I just noticed that Ozy recently published a much longer article in Asterisk Magazine on the topic of actual high-control groups or high-demand groups with some connection to the rationalist community. It will take me a while to properly read the whole thing and to think about it. But at a glance, there are some aspects of the article that are relevant to what I'm discussing here, such as this quote:
In principle, you could have the view that the typical or median person is benefitted by the Sequences or by LessWrong or the rationalist community, and it's just an unfortunate but uncommon side-effect for people to slip into cults or high-control groups. It sounds like that's what Ozy believes. My view is much harsher: by and large, the influence that LessWrong/the rationalist community has on people is bad, and people who take these ideas and this subculture to an extreme are just experiencing a more extreme version of the bad that happens to pretty much everyone who is influenced by these ideas and this subculture. (There might be truly minor exceptions to this, but I still see this as the overall trend.)

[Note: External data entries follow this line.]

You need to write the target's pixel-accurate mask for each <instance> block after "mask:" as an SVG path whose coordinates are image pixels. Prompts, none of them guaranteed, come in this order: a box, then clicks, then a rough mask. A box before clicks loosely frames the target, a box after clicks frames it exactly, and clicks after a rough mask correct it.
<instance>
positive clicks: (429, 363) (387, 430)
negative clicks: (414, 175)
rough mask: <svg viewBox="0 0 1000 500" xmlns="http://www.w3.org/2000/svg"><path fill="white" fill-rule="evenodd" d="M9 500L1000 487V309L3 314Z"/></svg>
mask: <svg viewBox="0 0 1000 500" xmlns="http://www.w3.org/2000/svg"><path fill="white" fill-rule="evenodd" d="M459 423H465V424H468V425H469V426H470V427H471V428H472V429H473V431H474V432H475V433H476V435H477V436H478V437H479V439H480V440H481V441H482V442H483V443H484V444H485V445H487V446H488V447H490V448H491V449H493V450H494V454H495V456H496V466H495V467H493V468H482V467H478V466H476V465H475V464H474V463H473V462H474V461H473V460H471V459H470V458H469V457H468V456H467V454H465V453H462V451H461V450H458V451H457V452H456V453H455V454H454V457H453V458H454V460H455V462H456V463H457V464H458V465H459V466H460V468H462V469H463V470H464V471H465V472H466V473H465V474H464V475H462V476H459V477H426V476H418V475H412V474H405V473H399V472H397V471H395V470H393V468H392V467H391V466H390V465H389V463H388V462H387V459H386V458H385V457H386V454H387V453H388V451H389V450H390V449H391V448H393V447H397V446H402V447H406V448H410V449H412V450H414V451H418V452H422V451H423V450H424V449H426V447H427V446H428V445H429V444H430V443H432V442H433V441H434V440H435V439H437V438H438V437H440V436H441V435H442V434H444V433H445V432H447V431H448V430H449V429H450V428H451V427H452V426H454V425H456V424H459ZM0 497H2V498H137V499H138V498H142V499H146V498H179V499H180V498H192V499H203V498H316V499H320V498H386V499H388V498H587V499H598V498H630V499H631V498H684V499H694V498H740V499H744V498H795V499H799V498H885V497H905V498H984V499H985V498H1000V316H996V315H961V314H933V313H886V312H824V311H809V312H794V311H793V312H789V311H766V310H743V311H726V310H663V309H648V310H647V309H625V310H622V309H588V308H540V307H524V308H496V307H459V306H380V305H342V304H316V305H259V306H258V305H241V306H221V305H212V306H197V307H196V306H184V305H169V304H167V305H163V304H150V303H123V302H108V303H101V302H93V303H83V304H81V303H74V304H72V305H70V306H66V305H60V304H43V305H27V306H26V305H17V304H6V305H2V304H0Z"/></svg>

Obviously, there is now a lot of overlap between the EA Forum and LessWrong and between EA and the rationalist community. I think to the extent that LessWrong and the rationalist community have influenced EA, EA has become something much worse. It's become something repelling to me. I don't want any of this cult stuff. I don't want any of this racist stuff. Or conspiracy theory stuff. Or harmful self-help stuff for isolated young men. I'm happy to agree with the consensus view most of the time because I care about being correct much more than I care about being counter-consensus. I am extremely skeptical toward esoteric knowledge and I think it's virtually always either nonsense or prosaic stuff repackaged to look esoteric. I don't buy these promises of unlocking powerful secrets through obscure websites.
There was always a little bit of overlap between EA and the rationalist community, starting very early on, but it wasn't a ruinous amount. And it's not like EA didn't independently have its own problems before the rationalist community's influence increased a lot, but those problems seemed more manageable. The situation now feels like the rationalist community is unloading more and more of its cargo onto the boat that is EA, and EA is just sinking further and further into the water over time. I feel sour and queasy about this because EA was once something I loved and it's becoming increasingly laden with things I oppose in the strongest possible terms, like racism, interpersonal cruelty, and extremely irrational thinking patterns. How can people who were in EA because of global poverty and animal welfare, who had no previous affiliation with the rationalist community, stand this? Are they all gone already? Have they opted to recede from public arguments and just focus on their own particular niches? What gives?
And to the extent that the racism in EA is independently EA's problem and has nothing to do with the influence of the rationalist community (which obviously has to be more than nothing), then that is 100% EA's problem, but I can't imagine racism in EA could be satisfactorily solved without significant conflict with and alienation of many people who overlap between the rationalist community and EA and who either endorse or strongly sympathize with racist views. That's why the diversion from talking about racism on the EA Forum into discussing the rationalist community's influence on EA.
Racism is paradigmatically evil and there is no moral or rational justification for it. Don't lose sight of something so fundamental and clear. Don't let EA drown under the racism and all the other bad stuff people want to bring to it. (Hey, now EA is the drowning child! Talk about irony!)